What logical fallacies are these?
1. You can be sure of getting the best watch possible if you buy a Tempus Fugit watch, because you will be buying the world's greatest watch.
2. I guess I will receive a C on my next English paper because the teacher said my average was a C so far, so the chances must be that I'll get a C on the next one.
3. My honesty is a matter of record. My enemies have tried to bring similar charges against me before, but they couldn't prove anything that stands up in court. That proves I am an honest man. 4. Just answer the question yes or no. Were you still selling drugs when you came to this town?

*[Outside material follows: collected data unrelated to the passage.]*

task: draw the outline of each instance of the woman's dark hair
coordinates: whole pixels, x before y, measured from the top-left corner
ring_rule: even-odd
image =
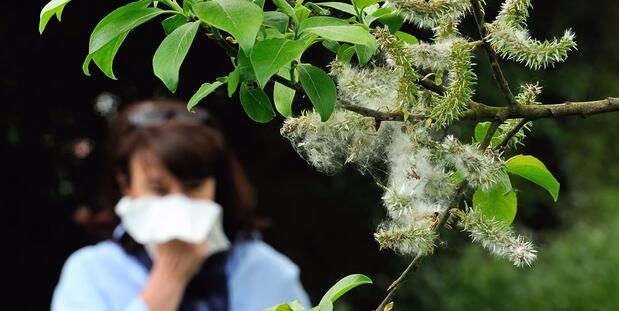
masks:
[[[175,100],[132,104],[112,122],[106,148],[109,169],[98,200],[101,209],[83,221],[102,237],[110,237],[119,222],[114,206],[122,194],[116,176],[131,183],[131,157],[142,151],[155,155],[182,183],[214,177],[215,201],[223,207],[224,231],[230,239],[255,228],[254,190],[208,112],[189,112]]]

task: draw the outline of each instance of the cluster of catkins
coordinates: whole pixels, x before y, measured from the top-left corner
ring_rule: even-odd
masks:
[[[482,5],[484,4],[481,1]],[[437,226],[458,204],[462,185],[489,189],[505,175],[504,162],[492,148],[480,150],[441,128],[458,120],[474,94],[476,75],[472,51],[476,47],[460,35],[458,25],[470,13],[470,0],[390,0],[408,22],[434,32],[433,42],[409,44],[378,28],[378,52],[365,66],[334,60],[330,74],[338,89],[338,106],[326,122],[314,111],[285,121],[281,133],[301,157],[317,170],[334,174],[346,164],[369,173],[384,188],[387,219],[375,233],[381,248],[397,253],[429,254],[435,247]],[[575,48],[573,34],[539,42],[526,30],[530,0],[506,0],[485,38],[497,52],[539,69],[563,61]],[[444,92],[418,86],[435,77]],[[526,84],[516,96],[520,105],[537,104],[541,88]],[[346,107],[400,113],[404,121],[377,122]],[[415,119],[424,116],[424,119]],[[499,138],[524,138],[528,124],[509,120],[497,131]],[[513,135],[512,135],[513,134]],[[512,146],[513,146],[512,145]],[[516,266],[530,265],[536,257],[531,242],[516,235],[508,224],[485,217],[481,211],[455,210],[460,227],[473,241]]]

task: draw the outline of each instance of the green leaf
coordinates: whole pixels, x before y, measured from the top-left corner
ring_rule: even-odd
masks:
[[[417,38],[415,38],[415,36],[403,32],[403,31],[396,31],[395,32],[395,36],[398,37],[400,40],[408,43],[408,44],[418,44],[419,40],[417,40]],[[490,123],[490,122],[487,122]],[[488,129],[486,129],[486,131],[488,131]]]
[[[127,35],[129,35],[129,32],[118,36],[116,39],[112,40],[110,43],[100,48],[97,52],[86,56],[84,64],[82,65],[82,71],[84,71],[84,73],[89,76],[90,70],[88,66],[90,64],[90,61],[93,60],[97,67],[99,67],[99,69],[101,69],[101,71],[107,77],[116,80],[116,76],[114,75],[113,70],[114,57],[116,56],[116,53],[118,53],[118,49],[120,49],[120,46],[122,45],[123,41],[125,41]]]
[[[473,208],[488,218],[511,224],[516,217],[518,199],[514,190],[505,193],[503,186],[497,184],[488,190],[475,191]]]
[[[544,163],[536,157],[530,155],[514,156],[507,160],[505,168],[509,173],[524,177],[546,189],[555,202],[559,199],[559,188],[561,185],[552,176],[552,173],[548,171]]]
[[[363,10],[368,6],[379,2],[383,2],[383,0],[352,0],[352,3],[360,10]]]
[[[333,53],[337,53],[337,50],[339,50],[340,48],[340,44],[335,42],[335,41],[331,41],[331,40],[323,40],[322,41],[322,45],[324,47],[326,47],[329,51],[333,52]]]
[[[212,0],[193,5],[194,13],[209,25],[230,33],[246,53],[254,46],[264,14],[247,0]]]
[[[290,80],[290,66],[284,66],[280,68],[278,75]],[[273,102],[275,103],[275,109],[282,116],[290,118],[292,117],[292,102],[296,91],[279,82],[275,82],[273,85]]]
[[[275,38],[256,43],[251,51],[250,60],[260,87],[264,88],[282,66],[299,59],[304,50],[303,41]]]
[[[273,4],[282,11],[282,13],[288,15],[292,18],[292,21],[295,25],[299,25],[299,21],[297,20],[297,15],[294,12],[294,8],[288,3],[286,0],[273,0]]]
[[[282,12],[270,11],[264,12],[264,21],[262,23],[267,27],[277,29],[281,33],[286,33],[289,20],[288,15]]]
[[[359,64],[365,65],[372,59],[374,52],[376,52],[376,46],[366,46],[355,44],[355,51],[357,52],[357,59]]]
[[[344,13],[348,13],[350,15],[357,15],[357,12],[355,12],[355,8],[347,3],[343,3],[343,2],[320,2],[320,3],[316,3],[320,6],[326,6],[328,8],[332,8],[332,9],[336,9],[338,11],[342,11]]]
[[[166,35],[171,34],[176,28],[187,23],[187,18],[182,15],[173,15],[161,22],[161,26],[163,26],[163,31]]]
[[[388,16],[393,14],[393,9],[390,7],[379,8],[376,11],[372,12],[365,18],[365,24],[371,25],[375,20],[379,17]]]
[[[141,2],[136,3],[136,5],[142,4]],[[100,27],[95,27],[95,31],[93,31],[90,37],[88,53],[93,54],[97,52],[117,37],[163,13],[165,13],[165,11],[156,8],[144,8],[130,5],[113,11],[101,20],[101,22],[105,21],[105,23]]]
[[[110,21],[113,21],[118,14],[126,10],[130,10],[134,8],[145,8],[146,6],[148,6],[150,2],[152,1],[142,0],[142,1],[137,1],[137,2],[131,2],[129,4],[126,4],[110,12],[107,16],[101,19],[99,23],[97,23],[97,25],[95,26],[95,29],[92,31],[90,35],[89,42],[92,43],[95,34],[97,34],[99,30],[102,29],[104,26],[109,24]],[[120,46],[125,41],[125,38],[127,37],[128,34],[129,34],[129,31],[114,38],[113,40],[111,40],[109,43],[101,47],[96,52],[89,53],[86,56],[86,59],[84,60],[84,64],[82,65],[82,71],[84,71],[84,74],[86,74],[87,76],[90,75],[90,70],[88,67],[90,65],[90,62],[94,61],[95,64],[99,67],[99,69],[101,69],[101,71],[106,76],[115,80],[116,76],[114,75],[114,71],[113,71],[114,58],[116,57],[116,53],[118,52],[118,49],[120,49]]]
[[[349,290],[364,284],[372,284],[372,280],[363,274],[352,274],[333,285],[320,299],[318,309],[321,311],[333,309],[333,303]]]
[[[489,122],[489,121],[477,123],[477,125],[475,126],[475,141],[476,142],[481,143],[482,141],[484,141],[484,138],[486,137],[486,133],[488,133],[488,130],[490,129],[491,125],[492,125],[492,122]],[[501,143],[501,137],[499,136],[498,131],[494,132],[494,135],[492,135],[492,139],[490,143],[492,147],[496,147]]]
[[[342,44],[337,50],[337,60],[346,64],[350,63],[353,55],[355,55],[355,47],[349,44]]]
[[[299,32],[303,32],[307,28],[323,26],[350,26],[350,23],[331,16],[315,16],[304,20],[301,25],[299,25]]]
[[[295,300],[289,303],[279,304],[275,307],[266,308],[263,311],[303,311],[303,310],[304,309],[301,303],[298,300]]]
[[[245,55],[243,50],[239,50],[239,54],[237,55],[237,68],[239,69],[241,75],[241,81],[255,81],[256,74],[254,73],[254,68],[251,65],[251,61],[249,57]]]
[[[337,89],[333,80],[322,69],[309,64],[297,66],[299,80],[322,121],[327,121],[335,108]]]
[[[316,13],[316,15],[331,15],[331,11],[313,2],[306,2],[305,7],[312,10],[314,13]]]
[[[378,21],[386,25],[391,33],[396,33],[404,25],[404,17],[397,13],[381,16]]]
[[[241,84],[241,105],[247,116],[260,123],[267,123],[275,117],[269,97],[262,89],[251,88],[247,83]]]
[[[297,23],[303,23],[305,19],[307,19],[310,14],[312,14],[312,10],[306,8],[305,6],[297,6],[294,8],[294,15],[296,16]]]
[[[359,25],[350,25],[334,17],[318,16],[308,18],[301,23],[302,32],[309,32],[333,41],[361,44],[376,49],[376,41],[367,29]]]
[[[43,9],[41,9],[41,14],[39,15],[39,33],[42,34],[45,30],[45,26],[52,18],[52,16],[56,15],[58,21],[62,16],[62,10],[65,5],[69,3],[71,0],[51,0],[48,2]]]
[[[228,97],[232,97],[232,95],[234,95],[236,88],[239,86],[240,80],[241,70],[239,67],[236,67],[230,74],[228,74]]]
[[[259,6],[261,9],[264,9],[264,0],[250,0],[251,2],[255,3],[257,6]]]
[[[191,109],[193,109],[193,107],[195,107],[202,99],[213,93],[218,87],[222,86],[223,84],[224,83],[222,81],[202,84],[198,91],[196,91],[196,93],[193,94],[193,96],[191,96],[191,98],[189,99],[189,102],[187,103],[187,110],[191,111]]]
[[[172,92],[178,86],[178,73],[183,60],[189,52],[191,43],[198,32],[199,21],[176,28],[163,41],[153,57],[153,71],[163,84]]]

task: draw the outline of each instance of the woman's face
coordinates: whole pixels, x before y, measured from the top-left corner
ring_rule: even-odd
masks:
[[[181,181],[161,163],[151,152],[136,152],[129,163],[129,178],[119,176],[123,194],[132,198],[143,196],[164,196],[182,193],[190,198],[213,200],[215,198],[215,179]]]

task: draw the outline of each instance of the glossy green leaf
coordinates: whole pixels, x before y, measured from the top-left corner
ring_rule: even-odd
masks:
[[[324,26],[350,26],[350,23],[343,19],[331,16],[314,16],[304,20],[301,25],[299,25],[299,32],[303,32],[307,28]]]
[[[97,67],[101,69],[101,71],[110,79],[116,80],[116,76],[114,75],[114,58],[116,57],[116,53],[120,49],[120,46],[125,41],[125,38],[129,35],[129,32],[126,32],[116,39],[112,40],[108,44],[104,45],[98,51],[93,53],[92,55],[88,55],[84,64],[82,65],[82,70],[86,75],[90,75],[89,64],[90,61],[93,60]]]
[[[254,67],[251,65],[249,57],[245,55],[243,50],[239,50],[237,55],[237,68],[241,76],[241,81],[255,81],[256,74],[254,73]]]
[[[340,44],[332,40],[322,40],[322,46],[333,53],[337,53],[337,50],[340,49]]]
[[[314,11],[314,13],[316,15],[331,15],[331,11],[329,11],[328,9],[325,9],[321,6],[319,6],[316,3],[313,2],[305,2],[305,7],[307,7],[308,9]]]
[[[142,4],[142,3],[139,3]],[[165,13],[157,8],[124,6],[108,14],[106,22],[92,33],[88,53],[92,54],[135,27]],[[102,21],[103,21],[102,20]]]
[[[232,95],[234,95],[234,92],[236,92],[236,88],[239,86],[240,81],[241,70],[236,67],[230,74],[228,74],[228,97],[232,97]]]
[[[39,15],[39,33],[43,33],[52,16],[56,15],[56,18],[60,21],[62,10],[69,1],[71,0],[51,0],[41,9],[41,14]]]
[[[264,9],[264,0],[250,0],[251,2],[255,3],[257,6],[259,6],[261,9]]]
[[[473,208],[488,218],[511,224],[516,217],[518,199],[514,190],[505,193],[503,186],[497,184],[488,190],[475,191]]]
[[[263,311],[303,311],[303,305],[301,305],[301,303],[298,300],[289,302],[289,303],[283,303],[280,305],[277,305],[275,307],[271,307],[271,308],[266,308]]]
[[[288,15],[282,12],[264,12],[264,21],[262,22],[265,26],[271,27],[273,29],[277,29],[277,31],[281,33],[285,33],[288,30],[288,22],[290,18]]]
[[[178,74],[198,32],[199,21],[176,28],[161,44],[153,57],[153,71],[172,93],[178,86]]]
[[[187,18],[182,15],[173,15],[161,22],[161,26],[163,26],[163,31],[166,35],[171,34],[176,28],[185,25],[187,23]]]
[[[194,13],[202,21],[230,33],[245,52],[254,46],[262,26],[262,9],[247,0],[211,0],[194,3]]]
[[[243,110],[250,119],[267,123],[275,117],[271,101],[262,89],[252,88],[247,83],[242,83],[239,97]]]
[[[287,0],[273,0],[273,4],[284,14],[292,18],[295,25],[299,25],[294,8],[288,3]]]
[[[209,94],[213,93],[218,87],[222,86],[224,82],[215,81],[213,83],[204,83],[200,86],[198,91],[196,91],[193,96],[189,99],[187,103],[187,110],[191,111],[193,107],[195,107],[202,99],[207,97]]]
[[[403,31],[396,31],[395,36],[398,37],[400,40],[408,43],[408,44],[418,44],[419,43],[419,40],[417,40],[417,38],[415,38],[415,36],[413,36],[413,35],[411,35],[409,33],[403,32]],[[488,122],[488,123],[490,123],[490,122]],[[487,129],[486,129],[486,131],[487,131]]]
[[[342,44],[337,50],[337,60],[346,64],[350,63],[353,55],[355,55],[355,47],[349,44]]]
[[[290,80],[290,66],[284,66],[280,68],[278,75]],[[292,102],[296,91],[279,82],[275,82],[273,85],[273,102],[275,109],[282,116],[290,118],[292,117]]]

5. How can you justify giving this man life imprisonment by declaring him guilty of murder? After all, since that time he has become a devout Christian and proven to be an exemplary prisoner during the whole time he was on trial. 6. American citizens must raise taxes to support schools. Without more money, our schools cannot possibly do a good job.
7. Rare taste: you either have taste or you don't. (Scotch ad)
8. In this freedom-loving land of ours, beer belongs. Exercise your American freedom and enjoy beer.
9. Bob True is the best qualified candidate for tax assessor. I've known him eight years and he is an honorable man, a devout individual, and an outstanding father.
10. Men are all alike: selfish creatures who spend every weekend glued to a television tube.
11. The pinkos, socialistic liberals, and weirdos in that other department are naturally against my legislative reforms. 12. I interviewed the entire third floor of my dorm, and my research shows that most of the people at this university go home on weekends.